Book-A-Day 2018 #71: The Best We Could Do by Thi Bui

A family of six flees a war-torn country, after American troops abandon it and let "invaders" from the other half of what used to be the same country conquer the portion they used to protect. The family has to sneak out by boat, crammed in with others, across an open sea, and hope for help and refugee status on the other end. They make it to the USA, the country they picked, and assimilate as best they can, working hard, living in small spaces, getting spat on by the natives.

Three decades later, one of those refugee children is a doctor; the others all productive members of society as well. The parents are naturalized citizens, and separated. And the third of those four children -- Thi Bui, who was only a few years old when they fled -- is becoming a mother herself, and investigating her family's stories and history to learn more about where she came from.

This is The Best We Could Do. It's an immigrant story, which is to say the most American kind of story possible. (If you disagree with me about that, the door is that way. Don't let it hit you as you leave.)

Thi Bui had a complicated relationship with her parents -- they were demanding and tough the way a lot of first-generation immigrant parents were, trying to keep up the traditions of their homeland and be more American than anyone else at the same time. She was the third girl of the four kids -- the youngest was the only boy -- which means her sisters, nearly ten years older, got to fight the battles so that she could have it a little easier. This book is the story of those complicated relationships, through the life stories of those parents, all the way up to the present day.
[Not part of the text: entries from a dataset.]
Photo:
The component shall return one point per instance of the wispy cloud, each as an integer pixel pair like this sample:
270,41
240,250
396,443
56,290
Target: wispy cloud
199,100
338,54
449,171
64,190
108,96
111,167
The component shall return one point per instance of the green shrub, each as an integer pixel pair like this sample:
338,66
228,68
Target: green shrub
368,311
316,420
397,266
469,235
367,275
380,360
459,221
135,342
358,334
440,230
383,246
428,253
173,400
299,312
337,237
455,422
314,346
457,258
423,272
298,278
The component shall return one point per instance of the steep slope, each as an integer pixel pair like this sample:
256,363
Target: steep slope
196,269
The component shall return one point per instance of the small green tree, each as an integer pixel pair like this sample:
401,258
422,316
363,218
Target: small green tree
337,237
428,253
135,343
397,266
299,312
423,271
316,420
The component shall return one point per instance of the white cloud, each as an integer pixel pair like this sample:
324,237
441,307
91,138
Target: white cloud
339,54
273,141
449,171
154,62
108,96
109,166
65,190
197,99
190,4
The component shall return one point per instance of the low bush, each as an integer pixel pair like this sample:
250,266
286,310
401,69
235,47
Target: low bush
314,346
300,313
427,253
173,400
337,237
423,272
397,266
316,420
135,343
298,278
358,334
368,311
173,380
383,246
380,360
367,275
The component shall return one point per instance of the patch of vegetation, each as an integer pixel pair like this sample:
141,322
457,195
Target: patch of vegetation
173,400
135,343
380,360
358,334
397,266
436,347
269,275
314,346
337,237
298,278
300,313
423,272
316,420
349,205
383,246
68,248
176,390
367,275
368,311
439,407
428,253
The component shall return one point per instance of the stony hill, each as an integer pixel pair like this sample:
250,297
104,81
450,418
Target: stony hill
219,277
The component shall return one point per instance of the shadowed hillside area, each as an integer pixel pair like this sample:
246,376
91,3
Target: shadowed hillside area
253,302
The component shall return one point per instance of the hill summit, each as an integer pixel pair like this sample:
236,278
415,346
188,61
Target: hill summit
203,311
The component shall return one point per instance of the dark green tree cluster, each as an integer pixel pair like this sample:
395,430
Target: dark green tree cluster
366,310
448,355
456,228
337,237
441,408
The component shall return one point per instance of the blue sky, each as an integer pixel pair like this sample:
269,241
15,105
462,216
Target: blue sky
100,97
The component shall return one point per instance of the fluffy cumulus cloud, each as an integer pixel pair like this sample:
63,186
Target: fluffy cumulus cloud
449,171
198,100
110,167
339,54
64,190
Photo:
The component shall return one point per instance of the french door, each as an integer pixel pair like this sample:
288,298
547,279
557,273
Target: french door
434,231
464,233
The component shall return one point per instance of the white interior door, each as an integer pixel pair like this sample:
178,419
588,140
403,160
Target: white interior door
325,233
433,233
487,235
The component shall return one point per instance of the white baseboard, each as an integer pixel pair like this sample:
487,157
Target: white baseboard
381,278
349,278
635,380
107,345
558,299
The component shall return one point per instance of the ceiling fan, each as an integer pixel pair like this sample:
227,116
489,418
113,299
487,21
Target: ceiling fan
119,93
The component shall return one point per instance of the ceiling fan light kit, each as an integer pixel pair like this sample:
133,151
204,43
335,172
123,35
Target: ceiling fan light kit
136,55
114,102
The Best We Could Do is a graphic novel that took Bui around fifteen years to make -- not the writing and drawing, or not entirely, but gathering the stories of her family and writing her way into them. She had to find this story, to make it out of the materials in front of her, and that took time. This may be one of the best examples of the maxim "everyone has one great book in them" -- but I don't want to jinx Bui. She may go on to tell other stories as well, and they may take less than fifteen years. (I hope so: it would be a shame not to have other books by her, when she can make books this strong.)

But right now we have this book, and it's an engrossing, encompassing view of the lives of one Vietnamese-American family. A book of tradition and hard work and fighting against outside forces and leaping at a chance for safety and happiness. Again, a quintessentially American story, and a great one.